What carthage does it fire? :drool
sorry i was talking about both that Henry lever action shotgun and my Swiss 1896/11 (think Cmom was the Henry)

its a Swiss military straight pull model of 1896/11 (which is just the 1896 model updated to fire the Swiss GP11 round) 6 round detachable mag (loads with stripper clips) sighted in for around 300-2000m fires a 7.5x55 cartridge (uses a .308 bullet)

if you want more history i would highly recommend checking out C and arsenal on YouTube its like an hour long video but its very good.
 
sorry i was talking about both that Henry lever action shotgun and my Swiss 1896/11 (think Cmom was the Henry)

its a Swiss military straight pull model of 1896/11 (which is just the 1896 model updated to fire the Swiss GP11 round) 6 round detachable mag (loads with stripper clips) sighted in for around 300-2000m fires a 7.5x55 cartridge (uses a .308 bullet).

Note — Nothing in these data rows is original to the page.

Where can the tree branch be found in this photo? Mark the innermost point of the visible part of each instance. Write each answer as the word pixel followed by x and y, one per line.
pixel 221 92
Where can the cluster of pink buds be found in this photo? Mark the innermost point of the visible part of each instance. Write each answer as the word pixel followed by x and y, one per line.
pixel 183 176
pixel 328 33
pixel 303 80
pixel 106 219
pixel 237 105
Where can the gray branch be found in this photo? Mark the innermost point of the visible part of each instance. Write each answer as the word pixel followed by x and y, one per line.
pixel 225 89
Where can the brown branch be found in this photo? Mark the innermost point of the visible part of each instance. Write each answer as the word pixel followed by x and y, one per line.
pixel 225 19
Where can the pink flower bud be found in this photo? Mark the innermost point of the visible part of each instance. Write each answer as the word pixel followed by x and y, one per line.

if you want more history i would highly recommend checking out C and arsenal on YouTube its like an hour long video but its very good.
I realized I was confusing the two just now any tried to delete it before anyone saw it. :oops:.
You were too quick for me.:rolleyes:
 
Pan lubing 45 Colt along with some powder coated ones. Had a bit of trouble with powder coat and still messing with that.

Lube is 75% rendered deer fat and 25% beeswax. I can't yet tell the difference between shooting bare lubes or PC in the conversion cylinder in the 1858. They all ring the bell at 20 yards.

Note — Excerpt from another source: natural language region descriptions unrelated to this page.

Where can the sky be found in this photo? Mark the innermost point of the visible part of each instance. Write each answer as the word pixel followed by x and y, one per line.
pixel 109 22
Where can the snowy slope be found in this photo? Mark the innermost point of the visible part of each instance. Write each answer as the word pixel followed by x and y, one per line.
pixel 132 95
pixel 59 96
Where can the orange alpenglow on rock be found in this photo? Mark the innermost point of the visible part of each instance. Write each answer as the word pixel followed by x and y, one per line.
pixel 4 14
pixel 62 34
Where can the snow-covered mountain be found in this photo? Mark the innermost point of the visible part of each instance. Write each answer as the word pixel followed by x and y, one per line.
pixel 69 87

I am getting into the big meplat Flay point bullets and reading about hutnig with them. Waiting on a Lyman mold to try for 30-30 and 30.06 maybe. I would like larger for the latter but not finding a larger flat point I like yet.

pan_lubed_3.jpg

pan_lubed_5.jpg
 
Pan lubing 45 Colt along with some powder coated ones. Had a bit of trouble with powder coat and still messing with that.

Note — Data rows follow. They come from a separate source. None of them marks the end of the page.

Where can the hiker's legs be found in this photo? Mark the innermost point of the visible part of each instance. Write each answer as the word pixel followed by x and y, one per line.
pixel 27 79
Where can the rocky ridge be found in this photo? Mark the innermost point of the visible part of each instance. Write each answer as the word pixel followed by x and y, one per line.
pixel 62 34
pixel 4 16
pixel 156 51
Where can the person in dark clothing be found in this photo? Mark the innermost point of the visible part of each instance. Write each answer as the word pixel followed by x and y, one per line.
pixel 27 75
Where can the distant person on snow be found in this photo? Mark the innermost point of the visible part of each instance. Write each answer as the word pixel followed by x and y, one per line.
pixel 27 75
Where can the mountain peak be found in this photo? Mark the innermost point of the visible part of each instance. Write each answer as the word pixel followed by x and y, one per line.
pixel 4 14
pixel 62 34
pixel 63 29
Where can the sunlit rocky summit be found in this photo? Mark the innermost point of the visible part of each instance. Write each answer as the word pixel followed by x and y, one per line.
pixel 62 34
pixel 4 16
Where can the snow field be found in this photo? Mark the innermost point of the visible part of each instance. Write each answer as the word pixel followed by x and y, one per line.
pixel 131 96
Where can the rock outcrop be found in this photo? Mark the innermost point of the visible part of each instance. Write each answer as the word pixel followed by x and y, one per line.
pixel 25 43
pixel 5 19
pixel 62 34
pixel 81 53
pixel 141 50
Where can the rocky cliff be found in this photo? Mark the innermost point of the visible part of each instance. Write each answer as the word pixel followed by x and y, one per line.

Lube is 75% rendered deer fat and 25% beeswax. I can't yet tell the difference between shooting bare lubes or PC in the conversion cylinder in the 1858. They all ring the bell at 20 yards.

I am getting into the big meplat Flay point bullets and reading about hutnig with them. Waiting on a Lyman mold to try for 30-30 and 30.06 maybe. I would like larger for the latter but not finding a larger flat point I like yet.

pan_lubed_3.jpg

pan_lubed_5.jpg

Can you explain what you are doing? What’s the goal? I’m not familiar with this process.
 
Pan lubing? You set the bullets in a pan and melt lube and pour around them until it fills up over all the lube grooves. Let it harden and then you push on the nose of the bullet and it pops out of the lube with the grooves full.

Below shows them after popping them out of the lube. These are only 200 grain 452 bullets so one lube groove and the top is the crimp groove. The lube pops out of the crimp groove when crimped and I whip it off. It stays in the bottom one until fired. Lube is usually used to soften black powder fowling, even though I an using smokeless powder here is just lubes the barrel with pure lead.

Powder coat makes a pseudo jacket for the lead.